The interim measure may be of the following nature:

  • To withhold the sale/or assets of any of the products related to the subject matter of the dispute

  • Any other relief they feel is necessary for the settlement of the dispute

The arbitral tribunal may also provide adequate security to the party for any of the interim measures provided in the above points.

Arbitral Award: Making, Finality, and Enforcement

An arbitral award shall be in writing and should be signed by the majority of the members of the arbitral tribunal. The arbitral award shall have a date and place and shall be delivered to each of the parties.

If the arbitral award is to be given in monetary terms, the award may include the amount that shall be included in the award along with the rate of interest payable whatever the arbitral tribunal members deem fit and reasonable.

In case of the absence of the information, the arbitration award shall carry the interest rate of 18% from the date of award till the time of payment. Unless otherwise agreed, the cost of arbitration shall be fixed by the arbitral tribunal.

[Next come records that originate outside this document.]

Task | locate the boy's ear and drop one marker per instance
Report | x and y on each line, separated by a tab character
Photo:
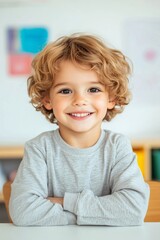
111	104
47	103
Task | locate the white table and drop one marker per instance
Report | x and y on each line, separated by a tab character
149	231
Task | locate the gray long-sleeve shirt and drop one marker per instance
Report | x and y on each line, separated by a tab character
101	185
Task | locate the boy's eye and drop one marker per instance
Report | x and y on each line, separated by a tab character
65	91
94	90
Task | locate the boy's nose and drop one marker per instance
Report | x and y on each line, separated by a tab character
80	100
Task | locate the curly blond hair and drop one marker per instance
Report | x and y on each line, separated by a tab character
86	50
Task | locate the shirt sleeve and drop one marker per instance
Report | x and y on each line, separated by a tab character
28	203
128	201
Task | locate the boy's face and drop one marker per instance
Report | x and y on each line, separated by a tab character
78	99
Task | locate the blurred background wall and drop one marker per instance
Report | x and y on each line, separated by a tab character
132	26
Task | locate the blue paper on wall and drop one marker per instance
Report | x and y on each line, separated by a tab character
33	39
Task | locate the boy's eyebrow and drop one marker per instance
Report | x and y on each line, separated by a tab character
67	83
60	84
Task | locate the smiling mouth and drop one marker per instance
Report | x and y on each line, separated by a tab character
80	115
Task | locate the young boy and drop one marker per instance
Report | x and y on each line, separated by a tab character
79	173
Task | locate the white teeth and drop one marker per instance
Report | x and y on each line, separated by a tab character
80	114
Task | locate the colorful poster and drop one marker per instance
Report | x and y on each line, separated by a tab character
142	45
22	45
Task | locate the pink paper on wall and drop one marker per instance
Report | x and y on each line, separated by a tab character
22	45
19	64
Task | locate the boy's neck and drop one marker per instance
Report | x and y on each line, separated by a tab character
81	140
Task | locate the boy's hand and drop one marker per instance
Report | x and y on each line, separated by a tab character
56	200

The arbitral tribunal shall specify:

  • The party is entitled to the cost
  • The party that shall pay the cost
  • The amount of the cost
  • The mode of payment for the cost

With the giving of the arbitration award, the arbitration proceedings are terminated.

Correction of the Award

The parties may request to correct clerical or computation errors, if any, within 30 days of receipt of the award. The additional arbitration award can be provided within 60 days if such a request is made, provided that the members of the arbitral tribunal consider it necessary and in the interest of the parties.

Finality of Award

As per Section 35 of the Act, an arbitration award shall be final and binding upon the parties.

Enforcement of Award

The arbitral award shall be endorsed under the Civil Procedure Code, 1908, in the same manner as if it is a decree of a court of law

Recourse Against the Arbitral Award

Recourse against an arbitral award is provided under Section 34 of the Arbitration and Conciliation Act, 1996. It can be made by making an application for setting aside the award in accordance with sub-sections (2) and (3) of this Section. Section 34 (2) states that an arbitral award may be set aside by the court if a party furnishes proof that:

  • The party was under some incapacity.

  • The arbitration agreement is not valid under the law

  • The party making an application was not given proper information about the appointment of the arbitrator.

  • The arbitration tribunal has dealt with a matter that does not fall under the purview of the arbitration agreement.

  • The composition of the arbitration tribunal was not according to the arbitration agreement.

  • If the court finds that the subject matter of the dispute is not capable of being settled by arbitration.

  • The arbitral award is in conflict with the public policy of India.

Section 34 (3) states that the request for setting aside the award shall be within three months of the receipt of the arbitral award.

This section especially focuses on the fact that an award passed could only be challenged on the grounds of impropriety, partiality, or patent illegality. The award could never be set aside based on the facts of a given case, i.e., once the award is passed by the arbitral tribunal, the award is final with respect to the determination of the facts of the case.

In other words, Section 34 only comes into play if the arbitrator or parties have committed gross illegality or an unwarranted act that affects the interests of the parties in dispute.


Section 37 deals with appeals. Appeals shall lie from the following orders to the court authorized by law to hear appeals from the original decrees of the court which are as follows:

  • Granting or refusing to set aside the award as mentioned above in Section 34 (2) and/or Section 34 (3)

  • Granting or refusing to grant a measure in Section 9, wherein interim measures are to be provided by the court.

An appeal shall also lie to the court if the arbitral tribunal refuses to provide interim measures to the parties and where the arbitral tribunal is exceeding its jurisdiction or deciding matters that are not in its scope.